His latest release is a rarities collection put out by Smoking Room Records Friday, July 19, entitled Songs From San Mateo County. Over the years, Molina has lessened the vocal distortion and heavy reverb of previous releases for a cleaner sound, but has held onto the tender lyricism, cheeky guitar riffs and short song lengths – each track clocks in at under two minutes. The tracks on this collection are for the most part unheard until now, unable to be streamed and only available on analog cassette releases: “Where’d You Go,” “Not The Way To Be,” “Can’t Find My Way” and “Separate Ways” all appeared on 2014 cassette West Bay Grease, and “I’m Not Down” appeared on 2008 recording Embarrassing Times, both put out on Molina’s own Bay Area label 650 Tapes.
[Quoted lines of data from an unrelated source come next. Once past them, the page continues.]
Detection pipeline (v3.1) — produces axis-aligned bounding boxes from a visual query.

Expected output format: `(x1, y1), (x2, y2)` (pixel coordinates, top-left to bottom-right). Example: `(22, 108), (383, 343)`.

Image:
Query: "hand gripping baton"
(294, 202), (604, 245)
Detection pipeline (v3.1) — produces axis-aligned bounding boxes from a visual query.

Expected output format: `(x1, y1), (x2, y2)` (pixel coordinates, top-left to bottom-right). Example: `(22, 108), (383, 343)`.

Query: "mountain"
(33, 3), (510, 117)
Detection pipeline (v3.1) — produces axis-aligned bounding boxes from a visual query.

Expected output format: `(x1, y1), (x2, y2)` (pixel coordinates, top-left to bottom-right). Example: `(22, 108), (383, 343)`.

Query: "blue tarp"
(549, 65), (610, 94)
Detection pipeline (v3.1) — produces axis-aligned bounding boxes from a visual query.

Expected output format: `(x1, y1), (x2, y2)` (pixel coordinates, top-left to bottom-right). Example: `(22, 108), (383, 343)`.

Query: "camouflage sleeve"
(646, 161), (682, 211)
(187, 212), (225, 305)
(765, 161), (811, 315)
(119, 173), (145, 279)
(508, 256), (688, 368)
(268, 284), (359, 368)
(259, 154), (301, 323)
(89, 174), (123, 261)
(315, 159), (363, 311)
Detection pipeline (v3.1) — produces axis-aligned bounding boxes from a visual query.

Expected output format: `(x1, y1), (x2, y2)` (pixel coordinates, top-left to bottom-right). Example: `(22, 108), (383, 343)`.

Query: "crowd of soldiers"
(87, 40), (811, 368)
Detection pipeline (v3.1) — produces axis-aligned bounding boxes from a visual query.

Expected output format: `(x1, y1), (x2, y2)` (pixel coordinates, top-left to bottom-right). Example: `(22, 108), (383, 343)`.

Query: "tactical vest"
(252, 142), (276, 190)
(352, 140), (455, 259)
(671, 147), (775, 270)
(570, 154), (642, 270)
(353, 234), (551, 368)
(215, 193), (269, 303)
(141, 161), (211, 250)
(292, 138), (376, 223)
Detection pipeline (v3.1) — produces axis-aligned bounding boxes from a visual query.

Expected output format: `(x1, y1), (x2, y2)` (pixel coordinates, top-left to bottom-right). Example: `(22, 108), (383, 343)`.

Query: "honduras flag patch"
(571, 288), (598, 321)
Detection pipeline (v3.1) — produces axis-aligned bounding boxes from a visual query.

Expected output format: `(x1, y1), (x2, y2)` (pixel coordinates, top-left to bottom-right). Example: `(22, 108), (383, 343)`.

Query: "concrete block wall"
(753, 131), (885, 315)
Molina wishes we’d all stop talking about how short his songs are, saying in an interview years ago that he was “sick of that shit,” but it’s hard not to. It’s the greatest, and most plainly apparent, evidence of his hardcore roots. And it makes sense, in that hardcore music is more about the emotiveness of the sound than the content itself – the searing, fast instrumentals and the screamed, oftentimes dark but incoherent lyrics are ephemeral in time but strong in message. They are supposed to feel a certain way: angry, anxious, disillusioned. Molina takes this stylistic device and applies it to these wistful songs to create a different type of feeling but a feeling all the same, one of nostalgia and longing. It doesn’t matter that he trades songs among releases, because it’s about the big picture. The collection is bookended with an instrumental intro and outro; the intro gears us up with a power-pop riff while the outro melts into a twinkling surf rock ditty, the end credits of a heartfelt movie, music you ride off into the sunset to. As a unit, all fourteen tracks contribute to a fifteen-minute whole of a sentiment, or even the memory of a sentiment, rather than units in and of themselves. These songs are evergreen, containing emotion so universal as to mean the same thing in 2008 as in 2019, albeit evoked by different circumstances. After all, on track “Been Here Before,” Molina observes: “The more I change, the more I stay the same.”